Sitting down with the Kinect and the Media Center
- Posted: Mar 16, 2012 at 6:00 AM
- 6,522 Views
There's a number of cool things with the free binary download. While there's no source to peek at, the Steve and the team at amuletdevices.com have written up a couple great blog posts that discuss their project in a fair amount of detail and depth, while at the same time talking about how they solved a commonly asked problem, using the Kinect while sitting down (or even laying down on the couch...)
For anyone struggling with using the Kinect while sitting, I've made some progress with identifying postures while sitting and laying down.
The skeletal recogniser often looses tracking in that situation, so instead I'm using HaarCascades from OpenCV with the Kinect depth camera. I have a blog entry with some background here
The bottom line is , it works!
There are some videos on the blog so you can see the results.
Project Download URL: http://www.amuletdevices.com/index.php/Features/kinect.html
You may have previously seen in videos, early versions of the Amulet software being used with Kinect, now the music functionality is finished and we’re ready to give it away. If it proves popular then we’ll release a paid version that will include all the other functionality currently in our “Amulet Voice Remote” product and more…
I thought I’d make a posting to the Amulet blog to explain a bit of the background behind how and why “Amulet Voice Kinect” works the way it does. (click on read more to see the rest of the post)
The design of Amulet Voice Kinect addresses two issues that can have a negative effect on the usability of speech recognition solutions.
- The first issue particularly effects speech control of media and it’s where the media you’re playing is loud enough that it swamps the user’s voice and so you lose control over the system.
- The second issue is where noise or unintended speech produces a “false positive” and so the system does something that you didn’t tell it to do.

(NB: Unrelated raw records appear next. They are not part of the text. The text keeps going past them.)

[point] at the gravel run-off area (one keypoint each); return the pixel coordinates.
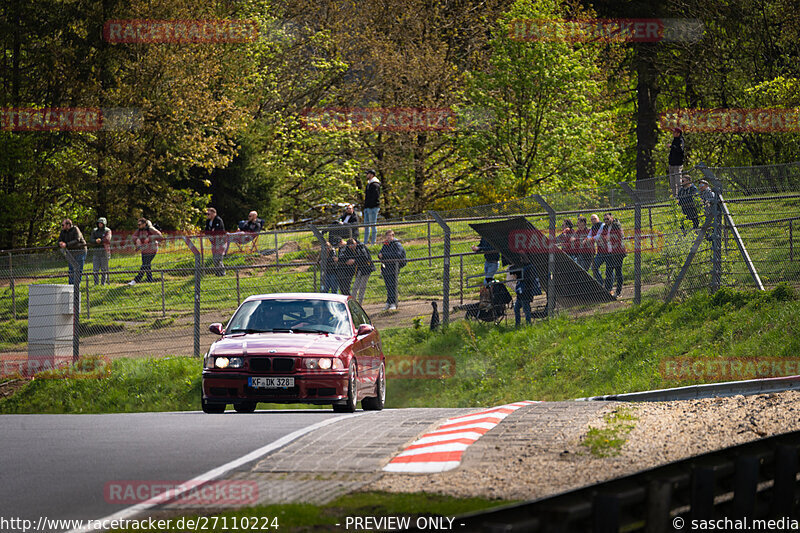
(535, 463)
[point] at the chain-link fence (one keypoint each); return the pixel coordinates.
(545, 252)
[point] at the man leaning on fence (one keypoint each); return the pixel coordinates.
(393, 258)
(74, 245)
(101, 251)
(372, 205)
(146, 238)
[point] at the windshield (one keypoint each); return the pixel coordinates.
(297, 316)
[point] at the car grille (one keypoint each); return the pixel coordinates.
(282, 364)
(259, 364)
(274, 364)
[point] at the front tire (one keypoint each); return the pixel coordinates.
(375, 403)
(350, 404)
(212, 408)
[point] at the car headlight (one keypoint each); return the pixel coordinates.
(323, 363)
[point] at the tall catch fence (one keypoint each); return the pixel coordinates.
(745, 235)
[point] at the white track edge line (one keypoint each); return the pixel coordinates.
(213, 474)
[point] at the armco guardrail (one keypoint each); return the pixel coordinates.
(748, 487)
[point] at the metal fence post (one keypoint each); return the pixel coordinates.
(198, 275)
(637, 242)
(551, 256)
(323, 254)
(430, 261)
(14, 291)
(163, 297)
(238, 292)
(445, 268)
(76, 306)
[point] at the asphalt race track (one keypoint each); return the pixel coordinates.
(57, 466)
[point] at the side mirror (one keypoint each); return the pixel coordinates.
(365, 329)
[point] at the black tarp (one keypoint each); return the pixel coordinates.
(521, 244)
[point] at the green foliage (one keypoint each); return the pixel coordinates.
(608, 440)
(551, 125)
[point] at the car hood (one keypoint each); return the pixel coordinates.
(281, 344)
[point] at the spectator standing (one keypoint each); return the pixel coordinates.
(364, 268)
(567, 238)
(676, 160)
(349, 220)
(372, 206)
(491, 260)
(215, 228)
(686, 199)
(74, 245)
(583, 247)
(329, 281)
(347, 266)
(393, 258)
(526, 288)
(146, 238)
(101, 252)
(610, 239)
(253, 224)
(591, 240)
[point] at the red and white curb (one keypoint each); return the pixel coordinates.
(441, 450)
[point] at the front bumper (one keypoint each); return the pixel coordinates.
(232, 387)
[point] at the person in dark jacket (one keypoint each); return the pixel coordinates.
(328, 265)
(215, 228)
(346, 268)
(491, 260)
(676, 160)
(146, 238)
(364, 268)
(686, 199)
(527, 287)
(253, 224)
(101, 251)
(74, 245)
(393, 258)
(583, 248)
(610, 241)
(372, 206)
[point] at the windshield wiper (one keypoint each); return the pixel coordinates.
(301, 330)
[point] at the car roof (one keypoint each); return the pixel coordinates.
(299, 296)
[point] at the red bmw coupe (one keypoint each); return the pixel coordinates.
(312, 348)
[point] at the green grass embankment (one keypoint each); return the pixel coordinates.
(614, 352)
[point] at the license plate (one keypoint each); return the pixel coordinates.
(270, 383)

Our existing product, the “Amulet Voice Remote” solves these two problems by ensuring that a user’s mouth is close to a microphone by virtue of the mode of operation being to tilt the remote and raise it to your lips, this ensures the system only listens when the user is talking (remote has to be tilted) and that the users voice can’t be swamped by environmental noise or loud music as the mic will be very close to the users mouth any time it’s being used.
Amulet Voice Kinect doesn’t have the benefit of a close proximity mic or an on/off switch. The Microsoft Kinect that it’s used with, does have some very impressive echo cancellation technology built-in and if you keep to playing your media at moderate volume levels it works well, but in practice it’s all too easy to get into the situation where a particular song is too loud and the system can’t hear you and you can’t recover without resorting to a keyboard or remote control.
So we have addressed that issue in AVK by dipping the music volume when the user is talking. How does the system know the user is talking? he or she signals it by raising his hand (left hand in this case). This also addresses the second issue, because if the user hasn’t signalled that he’s giving a command then the system isn’t listening and there’s zero chance of picking up any false positives.
So I figured the thing to do would be to use some of those same computer vision routines with the Kinect depth camera. The depth camera works in the dark, as instead of measuring pixel light intensity it uses IR and outputs pixel distance, so you essentially get the shape of someone, even in complete darkness. As I’ve seen HaarClassifiers (or ”A cascade of boosted classifiers based on Haar like features”) from OpenCV used very effectively to recognise faces, but I couldn’t find any evidence of people using them with a depth stream, I decided to try that, you can read more details in part2 of this blog article.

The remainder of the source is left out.